Mandato da Missão da ONU renovado apesar das denúncias de abusos
O Conselho de Segurança renovou hoje por mais seis meses o mandato da Missão das Nações Unidas para a Estabilização do Haiti (MINUSTAH) no meio de denúncias de abusos dos direitos humanos cometidos pelos capacetes azuis.
A Missão tem vindo a ser acusada por organizações não governamentais haitianas de não ter contribuído para a segurança do Haiti, pouco fazendo para recolher as 210.000 armas ilegais que se calcula existam actualmente em circulação.
Além disso, a força da ONU, criada em 2004 sob comando brasileiro e que conta actualmente com 7.500 soldados (1.200 brasileiros) e quase 2.000 polícias, foi acusada de violações dos direitos humanos.
Várias organizações humanitárias anunciaram recentemente uma investigação conjunta aos alegados abusos dos direitos humanos cometidos pelos capacetes azuis em Cité Soleil, bairro da lata da capital haitiana, na sua ofensiva para eliminar os "bandidos" armados.
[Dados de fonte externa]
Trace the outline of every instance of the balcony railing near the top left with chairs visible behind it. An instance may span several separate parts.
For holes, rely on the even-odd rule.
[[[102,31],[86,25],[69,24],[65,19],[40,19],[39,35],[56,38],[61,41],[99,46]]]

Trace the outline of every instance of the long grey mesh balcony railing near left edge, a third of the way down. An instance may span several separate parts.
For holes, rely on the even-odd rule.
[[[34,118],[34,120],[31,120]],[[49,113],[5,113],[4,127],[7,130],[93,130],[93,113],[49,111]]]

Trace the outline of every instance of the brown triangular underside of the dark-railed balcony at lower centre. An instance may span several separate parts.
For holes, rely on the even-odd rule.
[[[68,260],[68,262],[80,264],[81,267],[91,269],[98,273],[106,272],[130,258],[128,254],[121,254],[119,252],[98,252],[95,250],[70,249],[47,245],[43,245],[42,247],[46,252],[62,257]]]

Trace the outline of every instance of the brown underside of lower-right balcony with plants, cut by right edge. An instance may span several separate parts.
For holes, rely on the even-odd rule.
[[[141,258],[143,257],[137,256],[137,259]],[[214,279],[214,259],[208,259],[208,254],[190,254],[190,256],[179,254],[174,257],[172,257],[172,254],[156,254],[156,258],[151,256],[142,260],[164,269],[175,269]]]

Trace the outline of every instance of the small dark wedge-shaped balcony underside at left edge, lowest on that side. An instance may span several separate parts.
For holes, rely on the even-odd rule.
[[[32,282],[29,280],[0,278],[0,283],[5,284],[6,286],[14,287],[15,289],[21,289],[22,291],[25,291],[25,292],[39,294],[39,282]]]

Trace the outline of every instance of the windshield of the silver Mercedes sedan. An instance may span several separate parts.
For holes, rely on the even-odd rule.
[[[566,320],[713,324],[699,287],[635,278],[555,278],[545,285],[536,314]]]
Segundo o Haiti Information Project, a investigação começou no dia 01 de Fevereiro e é levada a cabo pela Associação dos Universitários Motivados por um Haiti com Direitos (AUMOHD), a Comissão dos Advogados para o Respeito pelas Liberdades Individuais (CARLI), pela Comissão de Defesa dos Direitos do Povo Haitiano (CDPH) e pelo Centro de Observação Cidadã (SOS).
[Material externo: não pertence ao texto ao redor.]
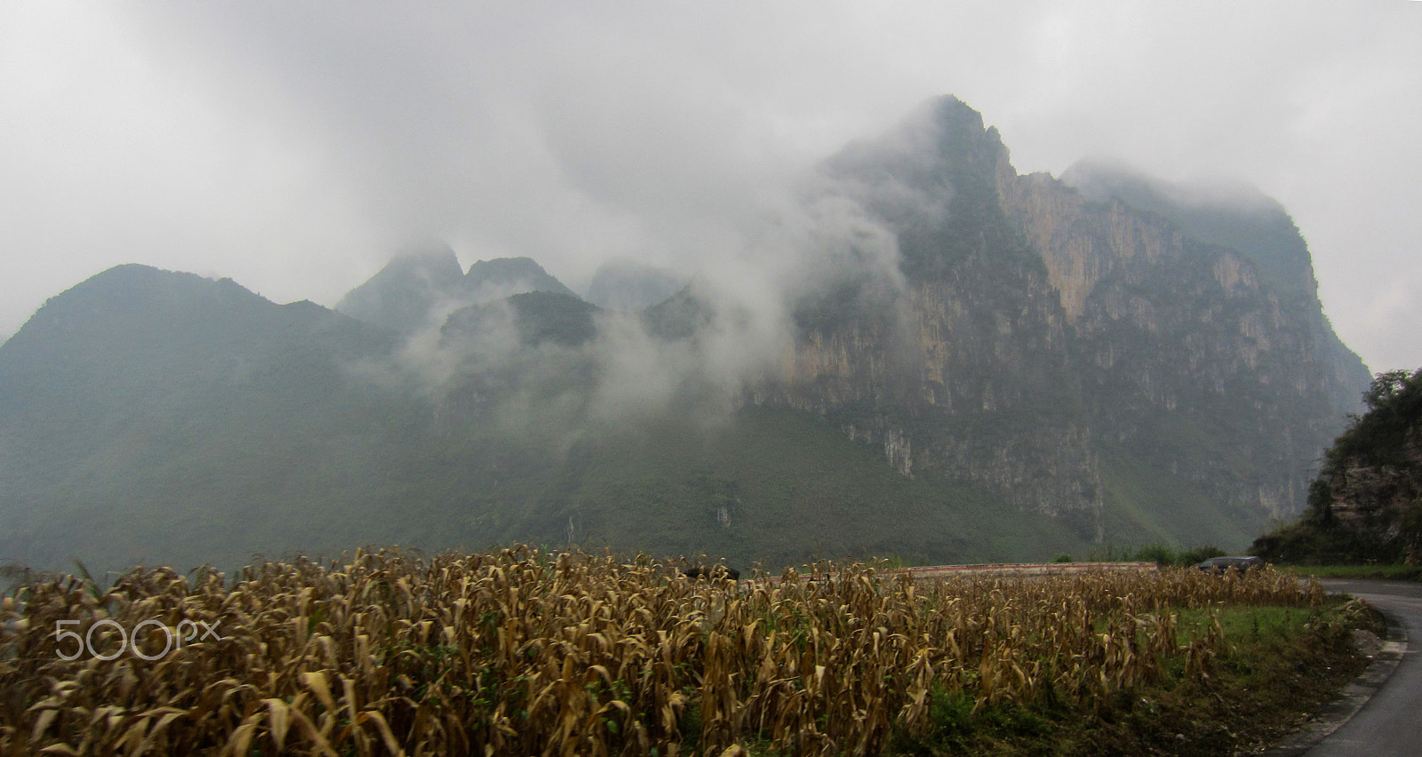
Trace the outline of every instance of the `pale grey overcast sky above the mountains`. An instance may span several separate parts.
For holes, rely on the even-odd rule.
[[[112,265],[334,305],[400,246],[694,270],[956,94],[1020,172],[1237,176],[1422,366],[1422,3],[0,3],[0,339]]]

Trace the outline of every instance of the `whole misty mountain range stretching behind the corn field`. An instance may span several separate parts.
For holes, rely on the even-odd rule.
[[[754,279],[616,260],[579,297],[427,243],[331,310],[105,270],[0,346],[0,558],[1236,549],[1371,380],[1247,186],[1020,175],[944,97],[793,192]]]

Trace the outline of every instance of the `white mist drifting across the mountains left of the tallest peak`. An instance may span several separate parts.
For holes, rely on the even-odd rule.
[[[933,144],[930,135],[902,158],[929,161]],[[415,387],[447,427],[512,433],[553,451],[587,434],[636,431],[668,418],[714,430],[741,407],[748,388],[786,377],[801,329],[796,314],[806,302],[848,286],[903,307],[896,231],[870,209],[875,202],[929,208],[941,199],[848,181],[823,165],[808,169],[774,195],[762,192],[745,225],[727,228],[727,249],[701,259],[684,287],[636,310],[574,300],[556,282],[536,280],[536,272],[471,285],[492,263],[459,262],[456,273],[451,246],[410,248],[375,280],[412,287],[424,312],[388,359],[365,359],[353,370],[380,384]],[[616,270],[653,270],[673,280],[671,272],[626,260],[600,269],[604,282]],[[465,268],[462,283],[451,283]],[[357,290],[341,307],[371,319],[380,296]],[[565,320],[542,323],[549,309]],[[569,313],[576,323],[566,320]]]

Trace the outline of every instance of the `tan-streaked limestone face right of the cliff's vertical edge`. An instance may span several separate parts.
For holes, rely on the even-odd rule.
[[[1331,353],[1337,337],[1317,299],[1281,297],[1246,252],[1202,243],[1159,215],[1088,202],[1048,176],[1004,169],[1000,179],[1008,213],[1057,272],[1098,434],[1149,445],[1169,435],[1162,425],[1213,430],[1210,458],[1185,471],[1180,460],[1158,462],[1236,507],[1298,512],[1307,471],[1367,380],[1357,357],[1340,366]]]

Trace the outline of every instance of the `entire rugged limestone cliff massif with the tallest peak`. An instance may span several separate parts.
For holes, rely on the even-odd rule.
[[[1221,518],[1303,507],[1352,410],[1341,398],[1367,386],[1317,296],[1271,286],[1250,250],[1160,212],[1018,175],[953,98],[826,172],[897,233],[897,307],[802,313],[782,381],[758,401],[829,417],[906,475],[970,478],[1098,538],[1106,505],[1173,501],[1172,487]]]

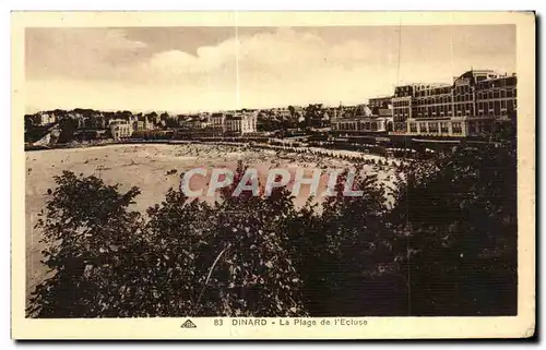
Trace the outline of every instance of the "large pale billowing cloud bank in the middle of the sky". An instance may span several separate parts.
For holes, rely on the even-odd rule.
[[[229,38],[217,46],[205,46],[189,55],[180,50],[155,53],[149,68],[154,73],[214,73],[222,69],[245,71],[294,71],[297,67],[321,69],[361,65],[371,58],[369,48],[357,40],[330,44],[309,33],[280,28]]]

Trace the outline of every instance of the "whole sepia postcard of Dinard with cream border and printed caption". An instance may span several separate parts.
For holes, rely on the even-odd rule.
[[[12,338],[535,333],[532,12],[13,12]]]

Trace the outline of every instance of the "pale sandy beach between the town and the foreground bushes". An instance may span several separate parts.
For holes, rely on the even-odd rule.
[[[39,243],[40,232],[34,229],[37,214],[45,207],[47,190],[55,188],[54,176],[61,174],[63,170],[76,174],[97,176],[108,184],[120,185],[120,191],[131,186],[141,189],[136,203],[131,209],[144,213],[156,203],[161,203],[169,188],[179,188],[180,173],[192,168],[204,168],[207,177],[197,177],[191,182],[191,188],[203,188],[210,181],[213,168],[228,168],[235,170],[240,159],[248,167],[256,168],[260,183],[265,183],[266,171],[272,168],[285,168],[294,177],[298,168],[309,169],[309,174],[314,168],[323,169],[319,185],[325,189],[328,169],[345,169],[354,167],[347,159],[339,159],[324,155],[297,154],[288,150],[277,152],[272,149],[256,149],[230,145],[111,145],[87,148],[51,149],[27,152],[26,157],[26,278],[27,293],[36,283],[46,276],[46,268],[41,265],[43,245]],[[366,155],[370,158],[378,156]],[[171,171],[176,169],[175,171]],[[171,173],[168,173],[171,171]],[[391,167],[366,165],[363,171],[378,172],[379,177],[387,180],[392,174]],[[307,176],[306,171],[306,176]],[[292,184],[288,185],[290,188]],[[296,205],[302,205],[309,196],[309,185],[302,185],[299,195],[295,197]],[[213,197],[202,197],[214,201]]]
De acordo com Evel Fanfan, da AUMOHD, a forma como os cidadãos da Cité Soleil estão a ser tratados "é um crime contra a dignidade humana" e uma "forma de barbárie moderna".
Acusando a MINUSTAH de violar a sua missão de "manutenção da paz", usando munições blindadas em zonas densamente povoadas, a investigação destas organizações humanitárias encontrou provas de danos em escolas causados por disparos e mesmo no hospital de Santa Catarina, onde uma parte do muro foi derrubada.
Em alguns locais de Cité Soleil a população diminuiu dramaticamente devido à violência da ONU, pode ler-se na notícia do Haiti Information Project, nalguns "restam apenas 30 por cento" dos habitantes e, noutras, "ainda menos".
A delegação enviada pelas organizações humanitárias foi testemunha de um incidente em que soldados da MINUSTAH dispararam contra três civis, originando a morte de dois deles.
De acordo com o Haiti Information Project, a MINUSTAH tem estado a ser pressionado por elementos do sector privado, os mesmos que apoiaram o derrube do Presidente Jean Bertrand Aristide em Fevereiro de 2004, para aumentar o uso da força nas suas acções em Cité Soleil.
O empresário Charles Henri Baker, presidente da Câmara do Comércio e até agora terceiro candidato presidencial mais votado nas eleições do dia 07, pediu mesmo publicamente às Nações Unidas para "limpar" Cité Soleil dos alegados "criminosos" do Fanmi Lavalas, antigo partido de Aristide.